Officially, a member of Congress. In reality (and I hope this doesn’t drift into GD territory…) many of our bills are ghostwritten by industry lobbyists, think tanks, etc. Many of them are voted on and passed nearly verbatim and without being fully read by the elected representatives, although you’d hope that at least their staffers read and summarized them. See Model act - Wikipedia and When Lobbyists Literally Write The Bill : It's All Politics : NPR
Someone explained the TikTok situation already, but generally speaking, this isn’t a black-and-white matter. Nothing in US law is. The thing to keep in mind is that every passed legislation is always up for debate and different enforcement mechanisms and outright malfeasance, and if the different branches of government are really at odds (like a split red/blue government), each will try whatever it can to get its way. It’s a political process of give-and-take, tit-for-tat, not just a simple, straightforward pipeline.
From “someone had an idea” to “they drafted the first version of the bill” to “now it’s passed” to “the police/IRS/EPA/DHS will go after you for this”, each step of a law being drafted, passed, and enforced is subject to numerous political interventions, some of which will effectively make it dead in the water even if it’s on the books.
For example, even though weed is federally illegal (under the Controlled Substances Act, I think), various presidents will bend the rules to try to limit federal enforcement actions: https://crsreports.congress.gov/product/pdf/LSB/LSB10655
Presidents can use executive orders, vetoes (including pocket vetoes, where they just ignore a bill), the bully pulpit to push for/against things, etc. By and large, if the President is popular enough (among Congress and the populace at large), they can get away with just about anything, because the only real check on their power is impeachment & conviction. If the Congress refuses to do that, there’s no outside force (short of a coup) that can really stop the President from doing something, no matter its legality. Because of this, the power of the presidency has waxed and waned over time as different presidents try to stretch the rules in novel ways, only to be eventually reined in by Congress in subsequent years.

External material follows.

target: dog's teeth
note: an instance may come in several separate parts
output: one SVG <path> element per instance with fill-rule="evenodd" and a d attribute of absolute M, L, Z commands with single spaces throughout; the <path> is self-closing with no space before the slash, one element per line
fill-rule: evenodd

If the President unilaterally orders something but Congress doesn’t like it, they may try to allocate budget away from whatever that thing/agency is (or just pass a bill directly prohibiting it). They can also outright impeach the president, but as we’ve seen, that doesn’t really do anything.

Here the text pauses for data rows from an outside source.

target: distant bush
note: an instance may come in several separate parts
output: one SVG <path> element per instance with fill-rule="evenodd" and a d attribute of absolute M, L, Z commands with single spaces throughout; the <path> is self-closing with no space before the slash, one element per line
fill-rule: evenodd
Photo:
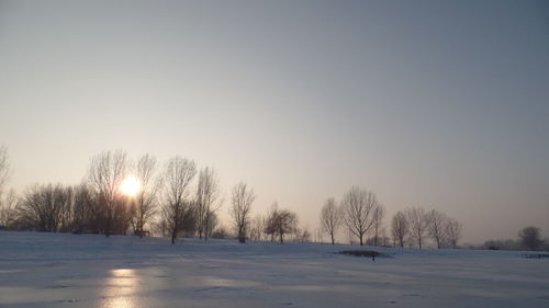
<path fill-rule="evenodd" d="M 357 255 L 357 256 L 386 256 L 386 254 L 373 250 L 344 250 L 341 254 Z"/>

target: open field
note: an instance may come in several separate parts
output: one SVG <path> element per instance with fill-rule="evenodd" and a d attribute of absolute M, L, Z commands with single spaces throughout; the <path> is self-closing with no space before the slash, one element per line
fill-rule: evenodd
<path fill-rule="evenodd" d="M 549 307 L 549 259 L 356 249 L 0 231 L 0 307 Z"/>

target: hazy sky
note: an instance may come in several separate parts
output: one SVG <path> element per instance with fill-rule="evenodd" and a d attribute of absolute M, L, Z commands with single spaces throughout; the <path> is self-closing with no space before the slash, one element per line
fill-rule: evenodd
<path fill-rule="evenodd" d="M 0 144 L 18 191 L 124 149 L 310 229 L 359 185 L 464 241 L 549 236 L 549 4 L 0 0 Z"/>

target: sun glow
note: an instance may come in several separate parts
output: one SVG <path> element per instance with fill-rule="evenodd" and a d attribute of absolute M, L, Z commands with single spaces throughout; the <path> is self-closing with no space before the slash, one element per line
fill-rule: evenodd
<path fill-rule="evenodd" d="M 134 175 L 130 175 L 122 182 L 120 189 L 122 193 L 133 197 L 141 191 L 141 183 Z"/>

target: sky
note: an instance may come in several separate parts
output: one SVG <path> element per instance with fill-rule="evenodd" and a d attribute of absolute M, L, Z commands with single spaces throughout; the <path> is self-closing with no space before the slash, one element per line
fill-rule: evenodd
<path fill-rule="evenodd" d="M 313 230 L 352 185 L 463 241 L 549 237 L 547 1 L 3 1 L 19 192 L 123 149 L 214 167 Z M 228 218 L 227 218 L 228 219 Z"/>

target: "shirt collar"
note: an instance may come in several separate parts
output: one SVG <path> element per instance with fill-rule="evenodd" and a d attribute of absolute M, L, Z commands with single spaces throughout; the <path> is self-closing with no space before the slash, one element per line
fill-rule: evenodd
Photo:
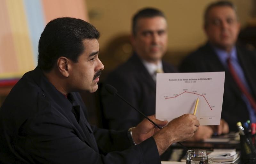
<path fill-rule="evenodd" d="M 156 65 L 151 63 L 149 63 L 142 59 L 141 59 L 143 64 L 149 74 L 151 75 L 153 75 L 155 73 L 157 69 L 163 70 L 163 64 L 161 61 L 159 61 L 157 64 Z"/>
<path fill-rule="evenodd" d="M 238 60 L 236 46 L 233 46 L 231 49 L 230 52 L 228 53 L 216 47 L 212 46 L 218 57 L 222 63 L 225 64 L 228 57 L 230 57 L 232 60 Z"/>

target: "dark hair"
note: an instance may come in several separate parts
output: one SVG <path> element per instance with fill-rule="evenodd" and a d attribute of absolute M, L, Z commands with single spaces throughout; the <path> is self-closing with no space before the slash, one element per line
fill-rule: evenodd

The Supreme Court will also try to adjudicate some of these disputes, and sometimes that settles a matter definitively, while other times it only introduces more complexity (like the TikTok situation, or how abortion became a state by state matter). Ultimately they are political appointees too (and you can see how the liberal and conservative justices vote differently… it’s pretty cut-and-dry partisanship on certain issues/cases).
In theory this is all a part of a complex system of checks and balances, but in reality, many of those checks and balances were devised in an era where the United States was much smaller, much less populated, and less subject to technological influences (everything from computer-assisted gerrymandering to precision polling to individually tracked social media and influencing), not to mention the gazillions of dollars that is disproportionately concentrated in the hands of a very few people. IMHO: the old checks and balances aren’t really able to keep up with modern shenanigans. Don’t think I can really get much more into that without straying into GD.
There are some reasonably good TV shows that depict the basic American political process, like Designated Survivor (US-based) and The Diplomat (US-UK relations, with politics of both countries). There are also older shows like House of Cards or West Wing, but I haven’t watched them.